Title : Photocatalytic oxidation of elemental mercury by hydrophobic reduced graphene oxide modified CeO2/TiO2
Abstract:
Since the signing of the Minamata Convention in 2013, the control of mercury emissions has become a pressing concern, considering its impact on human health through bioaccumulation and biomagnification. Various sources include mining, waste incineration, and coal-fired power plants. According to the Convention, coal-fired power plants are recognized as primarily controlled targets. Mercury could be emitted in three forms: elementary, oxidized, and particulate. Among them, elemental mercury (Hg0) is the most difficult species to remove because of its volatility and insolubility. A cost-effective solution involves oxidizing it into mercury oxide and dissolving it in wet flue gas desulfurization. This study synthesized TiO2/CeO2 by modifying reduced graphene oxide (GCT) to photocatalytic oxidize Hg0 to Hg2+. The modification of reduced graphene oxide (rGO) provides several advantages. Its high specific surface area allows for the uniform dispersion of TiO2/CeO2 nanoparticles, thereby increasing the active sites exposed to pollutants. Furthermore, rGO can serve as a sacrificial adsorbent, capturing SO2 to mitigate its detrimental effects on metal oxides. In addition, rGO is hydrophobic, and the water molecules in the flue gas are hard to adsorb on the surface of GCT. From the advantages mentioned above, GCT could perform excellent photocatalytic oxidation efficiency of Hg0 under the complex gas components at a high temperature compared to TiO2/CeO2. This presentation also provides some basic DFT calculations to identify the active sites of GCT (Hg0 adsorption).

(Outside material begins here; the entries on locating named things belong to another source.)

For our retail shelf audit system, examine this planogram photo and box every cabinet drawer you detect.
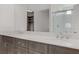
[8,47,28,54]
[29,50,41,54]
[16,38,28,48]
[55,46,79,54]
[29,41,48,53]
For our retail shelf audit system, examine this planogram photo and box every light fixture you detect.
[66,10,72,14]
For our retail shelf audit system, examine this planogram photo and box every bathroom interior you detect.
[0,4,79,54]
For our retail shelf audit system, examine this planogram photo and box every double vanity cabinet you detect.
[0,35,79,54]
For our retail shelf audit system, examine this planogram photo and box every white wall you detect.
[34,10,49,32]
[0,4,14,31]
[0,4,49,31]
[49,4,73,32]
[72,5,79,33]
[14,5,27,31]
[24,4,49,32]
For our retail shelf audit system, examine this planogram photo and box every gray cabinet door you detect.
[29,41,48,54]
[49,45,79,54]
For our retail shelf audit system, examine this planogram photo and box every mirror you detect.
[53,9,73,33]
[27,4,79,33]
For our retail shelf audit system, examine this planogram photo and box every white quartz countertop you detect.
[0,32,79,49]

The adsorption energy of various gas components (SO2, NO, and H2O) in the flue gas as well.
Audience Take Away
- The audience can know the advantages of graphene in photocatalytic oxidation of elemental mercury.
- The audience can learn about the application of photocatalysis in the industry.
- The audience can build their laboratory-scale flue gas system to experiment.